I'm waiting for my shiny new parts to arrive from Episode 1, so I decided to do some more research on the Hypervisor software options I have available. I'm definitely looking in the realm of free for the licensing cost factor, and most of the proprietary solutions offer similar features in this category. However, since I use my home network as my learning lab, I typically use more enterprise-class features than one normally might. There are a few features such as software-based RAID 1 and hot backups that I currently do make use of with Microsoft Hyper-V Server 2008 R2 that are problematic with some of the other options I'm looking at. While this isn't intended to be an exhaustive analysis, I've noted some of my findings below.
Initially I was planning on going with VMware vSphere Hypervisor. However, after realizing that software RAID 1 is not supported under vSphere, I don't think this is a good option for home. I understand VMware's reasons for this, because in an enterprise environment, an iSCSI SAN or onboard hardware RAID controller would usually be the better choice. However, I mostly steer clear of hardware RAID for home because it's an unnecessary complication, and typically expensive. I have been contemplating building an iSCSI host at home to centralize all my storage, but at the wise counsel of a friend, I think I've decided against that added complication.
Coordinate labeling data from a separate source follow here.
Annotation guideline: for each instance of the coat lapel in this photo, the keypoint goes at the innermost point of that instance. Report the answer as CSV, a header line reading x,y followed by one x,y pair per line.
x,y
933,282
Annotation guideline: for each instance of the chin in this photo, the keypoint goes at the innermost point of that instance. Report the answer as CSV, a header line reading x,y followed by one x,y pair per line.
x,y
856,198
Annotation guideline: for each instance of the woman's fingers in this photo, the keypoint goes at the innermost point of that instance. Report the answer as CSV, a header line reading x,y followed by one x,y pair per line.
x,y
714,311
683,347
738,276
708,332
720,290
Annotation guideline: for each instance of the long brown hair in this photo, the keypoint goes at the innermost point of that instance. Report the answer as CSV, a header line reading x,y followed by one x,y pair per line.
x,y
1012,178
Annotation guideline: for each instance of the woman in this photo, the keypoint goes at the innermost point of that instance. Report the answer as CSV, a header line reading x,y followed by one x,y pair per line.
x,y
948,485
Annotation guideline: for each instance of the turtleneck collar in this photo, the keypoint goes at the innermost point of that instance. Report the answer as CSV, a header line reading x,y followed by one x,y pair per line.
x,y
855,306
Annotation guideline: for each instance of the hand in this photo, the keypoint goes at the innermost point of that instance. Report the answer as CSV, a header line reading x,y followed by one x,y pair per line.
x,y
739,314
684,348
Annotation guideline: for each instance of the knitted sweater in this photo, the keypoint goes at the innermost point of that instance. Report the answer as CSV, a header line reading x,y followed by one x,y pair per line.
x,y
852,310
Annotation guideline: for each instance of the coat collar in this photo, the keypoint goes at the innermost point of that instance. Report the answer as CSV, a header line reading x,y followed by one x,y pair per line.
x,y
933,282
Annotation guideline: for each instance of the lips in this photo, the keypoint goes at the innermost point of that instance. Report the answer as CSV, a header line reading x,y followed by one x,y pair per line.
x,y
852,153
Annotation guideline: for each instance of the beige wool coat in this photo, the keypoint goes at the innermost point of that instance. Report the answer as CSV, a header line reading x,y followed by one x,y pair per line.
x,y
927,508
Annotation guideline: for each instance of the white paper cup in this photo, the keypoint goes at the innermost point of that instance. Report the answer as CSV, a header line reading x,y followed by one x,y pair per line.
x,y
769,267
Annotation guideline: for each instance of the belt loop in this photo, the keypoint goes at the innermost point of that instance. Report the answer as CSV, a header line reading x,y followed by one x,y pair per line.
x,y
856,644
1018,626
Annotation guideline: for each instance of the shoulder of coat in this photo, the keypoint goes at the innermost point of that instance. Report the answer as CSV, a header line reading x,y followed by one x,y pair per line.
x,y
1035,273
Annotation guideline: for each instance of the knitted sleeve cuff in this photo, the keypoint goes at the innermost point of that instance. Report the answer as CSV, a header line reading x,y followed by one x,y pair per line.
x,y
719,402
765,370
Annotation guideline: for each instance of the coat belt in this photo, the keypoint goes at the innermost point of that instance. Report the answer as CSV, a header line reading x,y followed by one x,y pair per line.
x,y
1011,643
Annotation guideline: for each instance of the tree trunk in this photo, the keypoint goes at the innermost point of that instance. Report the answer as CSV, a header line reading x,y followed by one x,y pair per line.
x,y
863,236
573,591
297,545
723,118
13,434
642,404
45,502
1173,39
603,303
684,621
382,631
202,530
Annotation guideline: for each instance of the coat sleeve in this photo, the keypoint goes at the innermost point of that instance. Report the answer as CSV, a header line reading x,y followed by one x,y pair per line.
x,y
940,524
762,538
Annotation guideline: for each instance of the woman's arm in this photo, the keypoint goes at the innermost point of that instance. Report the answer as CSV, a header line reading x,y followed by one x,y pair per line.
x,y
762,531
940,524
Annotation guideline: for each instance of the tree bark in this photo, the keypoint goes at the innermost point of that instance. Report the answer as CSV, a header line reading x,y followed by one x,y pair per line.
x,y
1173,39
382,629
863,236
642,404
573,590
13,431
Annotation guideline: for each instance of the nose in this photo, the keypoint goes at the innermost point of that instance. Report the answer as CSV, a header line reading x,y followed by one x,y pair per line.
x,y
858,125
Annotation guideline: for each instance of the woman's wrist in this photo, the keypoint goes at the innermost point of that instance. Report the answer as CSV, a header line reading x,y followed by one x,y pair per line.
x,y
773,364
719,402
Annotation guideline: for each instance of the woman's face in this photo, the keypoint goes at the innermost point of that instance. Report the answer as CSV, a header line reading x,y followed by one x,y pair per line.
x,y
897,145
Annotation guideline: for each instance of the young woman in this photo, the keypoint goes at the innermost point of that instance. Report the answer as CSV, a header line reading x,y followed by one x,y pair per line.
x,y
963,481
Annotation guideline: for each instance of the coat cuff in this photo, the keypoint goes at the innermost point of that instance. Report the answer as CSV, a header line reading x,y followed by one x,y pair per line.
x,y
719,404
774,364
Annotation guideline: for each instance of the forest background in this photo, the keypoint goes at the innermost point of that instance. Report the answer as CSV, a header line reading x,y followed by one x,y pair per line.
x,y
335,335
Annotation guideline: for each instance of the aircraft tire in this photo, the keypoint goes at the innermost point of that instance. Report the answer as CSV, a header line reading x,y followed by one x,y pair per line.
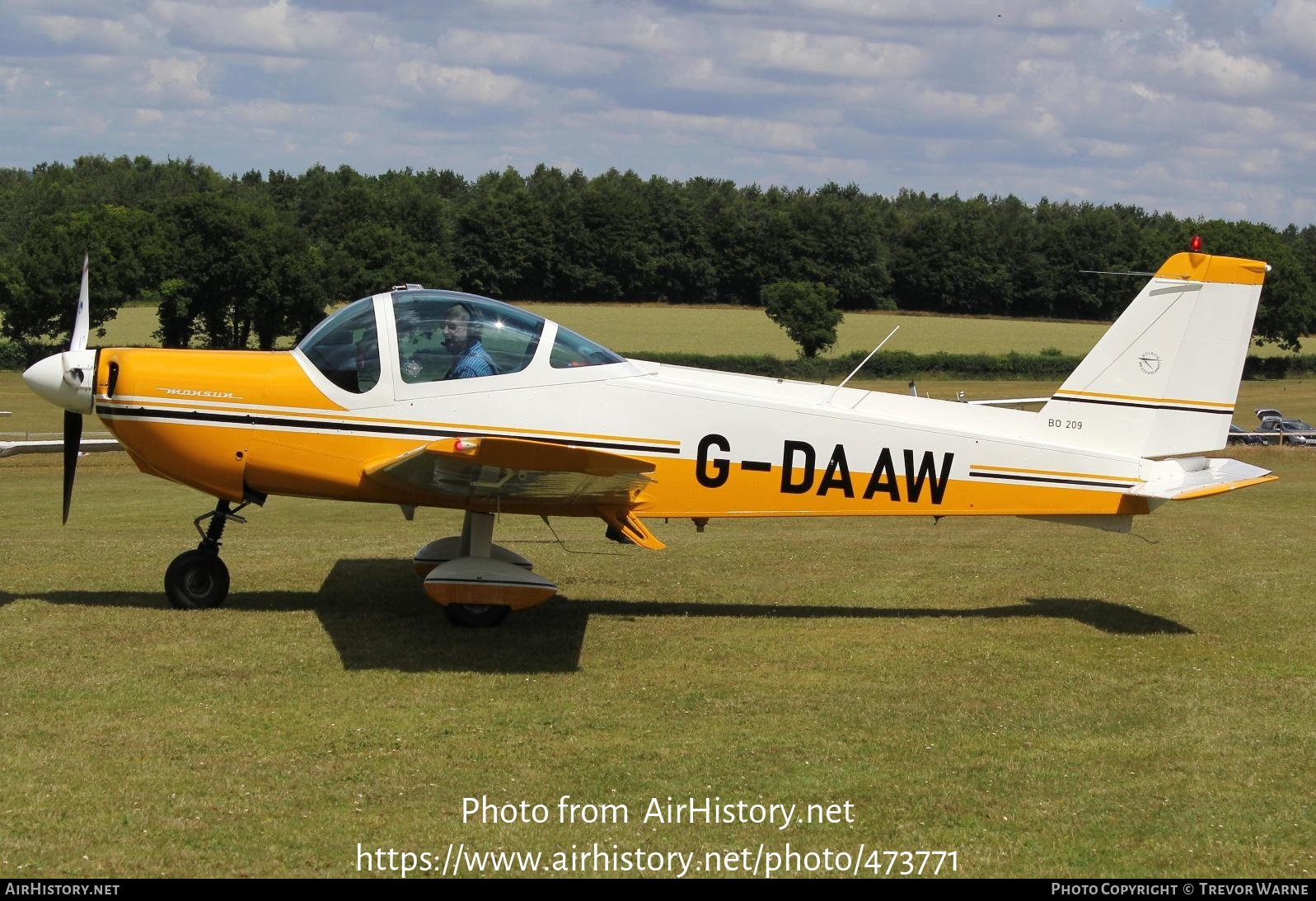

I think hot backups are going to be more complicated with vSphere, at least without buying an actual backup software product. Most of the time I setup a backup solution on the guest VM to backup the important data on it, but I also like to schedule a periodic full backups of the disk images. With Hyper-V, I can write a script around the diskshadow command line tool to make and mount a shadow copy to a drive letter to perform the backup. This method offers no downtime for Windows guests and a very short downtime for Linux guests while the shadow copy is being created. Once mounted, I can backup the VHDs with whatever tool I want.
Citrix XenServer is still an option. XenServer does appear to work fine with software RAID, at least according to this guide by Major Hayden over at Racker Hacker. I think this one is at least worth installing and trying it out before I make a final selection.
The Linux Kernel-based Virtual Machine (KVM) really interests me; I think mostly because it seems like a fun new challenge. KVM is relatively new, although the same can be said for Hyper-V. Ubuntu seems to have quite a bit of documentation on setting up KVM and managing it with libvert (and without), so I could probably start there. This one also goes on the "install it and try it out" list.